「受難の主日」(枝の主日)(B年) 説教
2012年4月1日・加藤 英雄師

 

  ロバに乗ってイエスはエルサレムに入ります。イエスの姿を見た人々は喜びにあふれます。神の力を持った人がエルサレムに入って行かれる。多くの人たちが服を道に敷きました。なつめやしの枝を持って迎えに出ました、叫び続けました。「ホサナ。主の名によって来られる方に祝福があるように。」(マルコ11・11)あるいは、主の名によって来られる方、王に、祝福があるように。(ルカ19・38)主の名によって来られる方が王となる。イエスが今、エルサレムでイスラエルの王となる。弟子たちはイエスが王となってエルサレムに入城を喜びました。人々も喜びました。イエスにはローマを倒すような力はない。イエスの共同体は武装グループではない。むしろ、イエスは恵みの方です。神様の優しさを、神様の安心を、神様の慰めを与えて下さる方です。しかし、イエスには神様がついておられる。神様の力を持っておられる。神様は万軍の主。どんな敵もかなわない。世界を征服しているローマ軍であっても神様の軍隊にはかなわない。イエスが王となる。そして弟子たちは期待しながら考えています。ダビデの国が成立する。わたしたちは王であるイエスによって国を治める大臣に選ばれる。
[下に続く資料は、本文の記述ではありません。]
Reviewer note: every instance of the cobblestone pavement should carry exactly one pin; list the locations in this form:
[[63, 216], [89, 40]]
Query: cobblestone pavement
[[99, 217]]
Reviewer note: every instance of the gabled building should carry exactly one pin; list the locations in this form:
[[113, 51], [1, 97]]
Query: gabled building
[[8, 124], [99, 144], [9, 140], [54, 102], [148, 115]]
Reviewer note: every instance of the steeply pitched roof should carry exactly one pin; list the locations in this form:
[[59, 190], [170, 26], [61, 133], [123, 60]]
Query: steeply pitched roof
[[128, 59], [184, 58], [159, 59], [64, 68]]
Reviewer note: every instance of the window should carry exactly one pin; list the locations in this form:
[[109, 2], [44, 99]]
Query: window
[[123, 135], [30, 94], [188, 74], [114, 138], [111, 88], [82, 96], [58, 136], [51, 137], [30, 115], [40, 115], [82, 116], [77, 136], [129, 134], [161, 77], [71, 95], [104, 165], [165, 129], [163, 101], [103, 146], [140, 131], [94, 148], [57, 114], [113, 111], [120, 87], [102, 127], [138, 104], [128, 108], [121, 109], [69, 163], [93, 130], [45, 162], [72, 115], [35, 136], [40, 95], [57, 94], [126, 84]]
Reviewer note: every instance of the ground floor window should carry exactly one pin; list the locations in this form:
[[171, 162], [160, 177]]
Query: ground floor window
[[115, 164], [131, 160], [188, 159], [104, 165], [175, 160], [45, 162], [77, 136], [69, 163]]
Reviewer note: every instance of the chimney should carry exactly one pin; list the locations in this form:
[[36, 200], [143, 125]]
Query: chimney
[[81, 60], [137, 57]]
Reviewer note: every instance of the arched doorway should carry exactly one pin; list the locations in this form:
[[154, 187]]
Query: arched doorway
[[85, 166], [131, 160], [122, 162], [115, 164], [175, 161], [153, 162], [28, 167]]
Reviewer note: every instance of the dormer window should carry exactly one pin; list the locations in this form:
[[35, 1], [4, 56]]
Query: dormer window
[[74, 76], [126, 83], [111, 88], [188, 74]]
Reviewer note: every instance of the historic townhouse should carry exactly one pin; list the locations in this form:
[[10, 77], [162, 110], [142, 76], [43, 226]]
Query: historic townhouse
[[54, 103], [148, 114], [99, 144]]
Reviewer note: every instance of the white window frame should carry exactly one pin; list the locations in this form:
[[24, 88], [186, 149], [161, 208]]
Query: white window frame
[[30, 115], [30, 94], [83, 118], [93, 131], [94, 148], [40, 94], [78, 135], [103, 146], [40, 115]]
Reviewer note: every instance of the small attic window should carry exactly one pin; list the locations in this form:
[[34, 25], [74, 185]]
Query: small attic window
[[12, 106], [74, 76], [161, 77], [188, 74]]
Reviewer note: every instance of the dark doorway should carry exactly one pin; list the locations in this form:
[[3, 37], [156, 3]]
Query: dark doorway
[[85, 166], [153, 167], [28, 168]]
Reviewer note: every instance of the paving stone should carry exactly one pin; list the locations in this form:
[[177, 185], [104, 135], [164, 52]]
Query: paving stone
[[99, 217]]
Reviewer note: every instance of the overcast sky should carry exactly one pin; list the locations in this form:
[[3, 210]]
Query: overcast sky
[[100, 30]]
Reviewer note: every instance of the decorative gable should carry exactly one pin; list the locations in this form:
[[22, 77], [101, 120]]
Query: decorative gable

イエスは神様でありながら人となられた。 わたしは天の父から、神様を愛するため、人を愛するため心と体を与えられました。舌を与えられました。耳を与えられました。この体全体が神様からのものです。神様のために働くのです。そして、心は神様から注がれた愛にあふれています。神様の御心を行う力にあふれています。

今、エルサレムで神の栄光を現す時を迎えています。縛られた姿でエルサレム、ピラトの前にいます。ピラトが問います。お前はユダヤ人の王なのか。イエスは答えます。あなたは、あなたの思いによって、わたしをそのように決めるのですか。
イエスは、もしピラトに心があるならば語りたいのです。わたしはイスラエルの王として来た。イスラエル:神の国。神様を求める人たち、神様への道を歩む者、神様を喜び、神様を信じる者、神様に従う者たちの国。すべての人をこの世の力から解放するため、すべての人が支え合う喜びを知るため、この世を律する律法を変えるため、この世に神の御心が行われるために、わたしはこの世に来たのです。人々が神様のものとなるために語っているのです。わたしの言葉が神様からのものであることを知ってもらうために病を癒し、悪霊を追い出しているのです。それ以上に死んだ人を蘇生したのです。

イエスはエルサレムでローマに反逆するものとして極刑である十字架につけられました。イエスが示そうと思う神さまの栄光はこの世の王ではなかったのです。この世で万軍の力を率いて神様の力を示すのではなかったのです。神様への愛のために自分を無にしたのです。愛は与えることです。神様にすべてを与えます。命さえ与えます。神様への従順のうちに、神様の栄光を現されたのです。神様を愛します。
わたしへの愛の献げものとなりなさい。 イエスは神様への愛を示された。愛の道を歩かれたのです。 イエスの栄光を祝います。枝の主日。受難の主日です。